As a man, I know that men have dominated the political scene for too long without genuine interest in sharing power with their women counterparts. The attendant evil of it is a disorganized world in which harmful weapons, tensions, and disorderly conducts march endlessly while men still shamelessly brag about instead of admitting their failure that has spanned several centuries. This global problem should be addressed properly by putting appropriate women-favored legislation and actions in place.

In different parts of the world, women's hands are twisted culturally and prevented from being stretched to hold the scepter of power mightily, hundred per cent. In places where a minute segment of women sails through electoral processes or accept appointments men give them, the history of women being part of political power is usually ephemeral because men still regard women as "appendages!" Men could frighten women to reduce them to subordinates. For example, few months ago, Anisulowo, a woman legislator in Nigeria, received the beating of her life from a male legislator in the same parliament. Even though the woman spoke bitterly and loudly to the public, the incident simmered and subsided, and the rest is now history! So is the situation with women in different parts of the world. In fact, Africa women are hard hit. Now, Liberia seems to be conscious of this global problem, which men have made permanent in different forms all over the world.

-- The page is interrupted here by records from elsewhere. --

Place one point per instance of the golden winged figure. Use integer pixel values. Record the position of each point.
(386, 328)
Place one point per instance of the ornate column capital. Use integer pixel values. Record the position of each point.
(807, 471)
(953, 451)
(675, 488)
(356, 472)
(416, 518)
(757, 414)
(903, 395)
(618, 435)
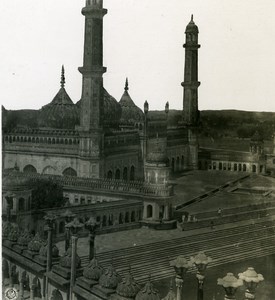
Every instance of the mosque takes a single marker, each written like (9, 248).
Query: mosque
(98, 136)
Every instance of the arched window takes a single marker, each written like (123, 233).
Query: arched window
(29, 169)
(110, 174)
(104, 221)
(37, 288)
(125, 173)
(21, 204)
(149, 211)
(69, 172)
(61, 227)
(132, 173)
(117, 175)
(127, 217)
(178, 164)
(56, 295)
(120, 221)
(173, 164)
(49, 170)
(133, 216)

The mismanagement of fund and embezzlements on the parts of several African male leaders and their shameless show of smiling faces pretending that things are going well justify the need to give women a trial in positions of authority. If Shirleaf of Liberia eventually succeeds in the run-off election and becomes President of Liberia, Nigeria, Gambia, Ghana, Congo of Mobutu Seseko, Cote D'Ivoire, and other African countries should take immediate steps to change the baton and allow women to take the center stage of their political enterprises. Colossal failure of men really calls for a solution to a myriad of problems that robe the continent of Africa, and the solutions seems to lie in the hands of women.

If you feel men have succeeded, prove me wrong by show-casing the progress majority of male leaders have made in bettering the lives of Africans. I am particular about African presidents since independence. Your objective response will not be misconstrued.